Por cada tecla acionada, a sua cabeça balança, há nisso um respeito permanente, uma vénia para cada nota, para a melodia, para a composição, e num salto ao eixo a luz do projetor eclipsada pela sua cabeça, uma aura ali manufaturada, uma santidade que mesmo gracejando com o cântico dos Deuses demonstra-se humilde perante a sua moralidade. Um engano surge, cadência errada, "vamos recomeçar" declara em modo de auto-confissão, a sua rigidez para com a sua própria arte, para com o seu próprio percurso, não deparamos com um amador, nem sequer com um veterano, ou antes, um santo no seu piano (pedestal).
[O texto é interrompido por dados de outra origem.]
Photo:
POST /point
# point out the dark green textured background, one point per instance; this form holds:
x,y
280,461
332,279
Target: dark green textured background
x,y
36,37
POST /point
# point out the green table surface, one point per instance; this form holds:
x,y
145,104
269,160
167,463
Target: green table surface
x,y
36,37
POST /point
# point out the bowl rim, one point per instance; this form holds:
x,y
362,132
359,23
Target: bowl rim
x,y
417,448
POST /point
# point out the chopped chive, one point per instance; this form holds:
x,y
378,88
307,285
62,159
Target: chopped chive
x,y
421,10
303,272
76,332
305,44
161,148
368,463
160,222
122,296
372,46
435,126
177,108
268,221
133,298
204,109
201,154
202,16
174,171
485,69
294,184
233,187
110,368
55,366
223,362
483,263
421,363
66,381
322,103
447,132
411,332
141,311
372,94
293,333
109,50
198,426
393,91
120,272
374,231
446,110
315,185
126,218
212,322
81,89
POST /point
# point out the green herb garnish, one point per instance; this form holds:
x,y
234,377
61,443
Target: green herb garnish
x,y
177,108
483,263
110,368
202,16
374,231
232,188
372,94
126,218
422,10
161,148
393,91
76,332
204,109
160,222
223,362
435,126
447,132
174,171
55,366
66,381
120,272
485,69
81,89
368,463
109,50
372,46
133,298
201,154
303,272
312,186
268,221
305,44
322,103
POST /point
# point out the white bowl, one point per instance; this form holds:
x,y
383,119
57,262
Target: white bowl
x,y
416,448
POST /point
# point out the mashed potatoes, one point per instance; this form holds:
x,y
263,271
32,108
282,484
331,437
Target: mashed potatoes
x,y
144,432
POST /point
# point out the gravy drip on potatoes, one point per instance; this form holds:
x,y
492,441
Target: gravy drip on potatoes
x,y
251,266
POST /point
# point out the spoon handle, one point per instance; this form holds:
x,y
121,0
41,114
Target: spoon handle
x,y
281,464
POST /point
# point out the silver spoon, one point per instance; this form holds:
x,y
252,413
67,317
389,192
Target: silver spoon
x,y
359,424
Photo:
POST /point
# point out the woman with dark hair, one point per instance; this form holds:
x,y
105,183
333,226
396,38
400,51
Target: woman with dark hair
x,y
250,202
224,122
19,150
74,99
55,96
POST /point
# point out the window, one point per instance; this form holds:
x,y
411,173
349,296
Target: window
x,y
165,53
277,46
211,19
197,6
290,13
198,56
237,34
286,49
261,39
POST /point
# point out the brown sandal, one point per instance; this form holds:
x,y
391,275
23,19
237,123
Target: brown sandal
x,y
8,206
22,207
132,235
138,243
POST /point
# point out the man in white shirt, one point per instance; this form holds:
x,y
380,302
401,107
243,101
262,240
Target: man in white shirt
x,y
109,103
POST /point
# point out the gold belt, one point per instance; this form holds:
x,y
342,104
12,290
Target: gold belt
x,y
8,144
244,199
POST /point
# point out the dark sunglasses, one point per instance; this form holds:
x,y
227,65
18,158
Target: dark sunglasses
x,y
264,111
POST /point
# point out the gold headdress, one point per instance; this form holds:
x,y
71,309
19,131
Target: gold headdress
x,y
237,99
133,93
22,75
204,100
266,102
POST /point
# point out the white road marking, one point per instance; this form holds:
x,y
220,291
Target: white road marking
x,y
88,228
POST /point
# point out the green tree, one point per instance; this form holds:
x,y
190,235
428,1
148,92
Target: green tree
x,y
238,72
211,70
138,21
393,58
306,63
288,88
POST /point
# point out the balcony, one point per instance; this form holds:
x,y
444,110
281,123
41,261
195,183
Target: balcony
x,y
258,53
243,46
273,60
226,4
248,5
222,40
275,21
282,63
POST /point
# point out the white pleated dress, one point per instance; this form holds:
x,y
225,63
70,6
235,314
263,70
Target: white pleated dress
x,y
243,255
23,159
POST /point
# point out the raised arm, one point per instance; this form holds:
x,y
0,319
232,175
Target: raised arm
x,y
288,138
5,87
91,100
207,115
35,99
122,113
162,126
Uma hora e quarenta, tempo necessário, curto e igualmente longo para lidar com as evadidas lágrimas que deslizam pela nossa face. Enxugamos-as com vergonha de as exibir como prova sentimental, Sakamoto não pretendia essa manifestação, a sua dedicação solicita um contemplamento, uma Ordem própria. O artista e a sua arte, que melhor casamento para acenar a uma despedida! Neo Sora promove esse Adeus com uma coletânea de planos-detalhes; os dedos que pressionam, opondo-se ao reflexo na tampa do teclado, os pés em simbiótica coreografia no pedal de sustentação, os contornos delicados do seu instrumento enquanto é orquestrado (vivido e fortalecido), as cordas dançantes o qual podemos maravilhar (espíritos invocados talvez), a respiração de Sakamoto forte e arrastado em sincronizada para com a extraída melodia, um corpo ali, sacrificado à Música.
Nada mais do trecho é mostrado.